Millennium Development Goals

 

 Conference

 


The Millennium Development Goals in Latin America: Inclusion and Human Development




In September 2000, at the beginning of a new millennium, 189 world leaders gathered at the United Nations World Summit for a historical event of global partnership that lead to the adoption of the Millennium declaration. The commitment of World Leaders to eradicate poverty took shape in the Millennium Development Goals, specifying 8 goals with time bound targets designed to ensure human rights and social justice with a deadline of year 2015.

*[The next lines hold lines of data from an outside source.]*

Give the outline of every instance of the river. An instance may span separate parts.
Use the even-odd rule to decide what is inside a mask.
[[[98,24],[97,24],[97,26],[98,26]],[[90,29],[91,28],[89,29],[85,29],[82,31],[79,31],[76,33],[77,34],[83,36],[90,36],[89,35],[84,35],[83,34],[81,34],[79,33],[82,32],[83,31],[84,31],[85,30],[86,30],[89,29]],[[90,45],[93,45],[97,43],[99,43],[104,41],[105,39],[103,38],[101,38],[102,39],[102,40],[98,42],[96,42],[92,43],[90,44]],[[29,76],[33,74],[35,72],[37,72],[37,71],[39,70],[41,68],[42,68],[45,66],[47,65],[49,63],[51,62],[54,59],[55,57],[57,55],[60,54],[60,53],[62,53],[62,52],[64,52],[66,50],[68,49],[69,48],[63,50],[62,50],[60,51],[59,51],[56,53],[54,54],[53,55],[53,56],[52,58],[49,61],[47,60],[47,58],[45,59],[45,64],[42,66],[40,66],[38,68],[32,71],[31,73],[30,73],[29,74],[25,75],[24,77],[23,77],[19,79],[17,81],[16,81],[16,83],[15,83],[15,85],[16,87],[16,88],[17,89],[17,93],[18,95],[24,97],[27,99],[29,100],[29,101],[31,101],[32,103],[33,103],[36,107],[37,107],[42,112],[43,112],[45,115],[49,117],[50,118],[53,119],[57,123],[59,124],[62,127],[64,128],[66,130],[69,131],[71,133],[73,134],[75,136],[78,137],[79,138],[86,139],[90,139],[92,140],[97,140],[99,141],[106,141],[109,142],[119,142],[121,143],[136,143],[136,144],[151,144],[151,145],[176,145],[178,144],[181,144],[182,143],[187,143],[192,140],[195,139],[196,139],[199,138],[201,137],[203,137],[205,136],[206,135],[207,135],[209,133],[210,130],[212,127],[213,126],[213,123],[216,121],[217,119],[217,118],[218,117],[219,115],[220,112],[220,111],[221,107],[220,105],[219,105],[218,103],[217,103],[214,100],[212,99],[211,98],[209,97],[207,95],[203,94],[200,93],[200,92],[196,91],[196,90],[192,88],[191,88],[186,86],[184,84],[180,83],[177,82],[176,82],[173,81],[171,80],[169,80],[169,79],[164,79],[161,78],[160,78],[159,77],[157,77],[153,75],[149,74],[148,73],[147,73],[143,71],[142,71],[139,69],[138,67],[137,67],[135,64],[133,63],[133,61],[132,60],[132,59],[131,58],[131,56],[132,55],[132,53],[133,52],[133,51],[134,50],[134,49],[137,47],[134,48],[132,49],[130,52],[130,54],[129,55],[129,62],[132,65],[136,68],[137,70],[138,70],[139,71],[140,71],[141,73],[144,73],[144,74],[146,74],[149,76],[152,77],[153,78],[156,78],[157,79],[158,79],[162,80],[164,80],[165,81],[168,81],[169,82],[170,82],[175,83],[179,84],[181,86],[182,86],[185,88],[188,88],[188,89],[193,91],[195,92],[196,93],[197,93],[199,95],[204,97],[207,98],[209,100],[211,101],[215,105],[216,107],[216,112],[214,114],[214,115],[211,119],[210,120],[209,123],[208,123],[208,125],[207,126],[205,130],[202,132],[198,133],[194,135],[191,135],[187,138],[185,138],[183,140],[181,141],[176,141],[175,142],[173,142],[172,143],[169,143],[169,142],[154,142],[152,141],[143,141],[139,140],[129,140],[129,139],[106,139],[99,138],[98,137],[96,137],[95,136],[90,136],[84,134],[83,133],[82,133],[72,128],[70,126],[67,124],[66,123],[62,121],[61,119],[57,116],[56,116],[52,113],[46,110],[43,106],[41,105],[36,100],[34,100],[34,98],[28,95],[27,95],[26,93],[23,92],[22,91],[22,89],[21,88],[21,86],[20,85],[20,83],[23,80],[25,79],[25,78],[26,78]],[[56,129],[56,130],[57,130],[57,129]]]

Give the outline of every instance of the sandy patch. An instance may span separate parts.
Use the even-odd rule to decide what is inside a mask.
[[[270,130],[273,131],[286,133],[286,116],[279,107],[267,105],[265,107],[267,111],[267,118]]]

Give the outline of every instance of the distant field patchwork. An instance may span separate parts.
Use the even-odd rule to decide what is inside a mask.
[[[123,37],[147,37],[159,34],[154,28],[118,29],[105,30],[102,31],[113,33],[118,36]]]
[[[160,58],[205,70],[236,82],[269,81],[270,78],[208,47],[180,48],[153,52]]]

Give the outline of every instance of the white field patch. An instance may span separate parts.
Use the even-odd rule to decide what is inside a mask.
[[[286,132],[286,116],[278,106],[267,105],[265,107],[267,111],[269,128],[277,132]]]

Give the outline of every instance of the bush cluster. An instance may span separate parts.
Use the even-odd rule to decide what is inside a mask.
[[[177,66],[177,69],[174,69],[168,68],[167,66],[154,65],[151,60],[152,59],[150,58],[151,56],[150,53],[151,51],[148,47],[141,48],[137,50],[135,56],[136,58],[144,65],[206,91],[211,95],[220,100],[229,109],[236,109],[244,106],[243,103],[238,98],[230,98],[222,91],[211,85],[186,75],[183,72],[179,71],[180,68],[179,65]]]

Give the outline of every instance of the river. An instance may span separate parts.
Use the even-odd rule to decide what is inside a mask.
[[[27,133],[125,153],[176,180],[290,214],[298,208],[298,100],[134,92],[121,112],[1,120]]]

In year 2005 the world leaders gathered again to review progress towards the MDGs. The balance is that progress is uneven. Both in countries with good progress and in countries lagging behind, there are population groups that suffer from more acute deprivation.

 

Because progress towards the MDGs should include all population groups in all countries, the Inter-American Development Bank and the International Poverty Centre of the United Nations Development Programme (IPC-UNDP), co-sponsored by the Department for International Development (DFID) and the Institute of Applied Economic Research (IPEA), have designed a conference to promote the use of statistical evidence and the importance of disaggregated MDG indicators in the design of policies and in the analysis of the situation towards the MDGs, so these can be reached with equity by all groups in the region.

With this objective in mind, the Conference “The Millennium Development Goals in Latin America: Inclusion and Human Development”, thru three presentations based on disaggregated MDG indicators for the region, will seek to contribute to the actual debate on policy analysis and policy management for a deeper and more inclusive human development in Latin America.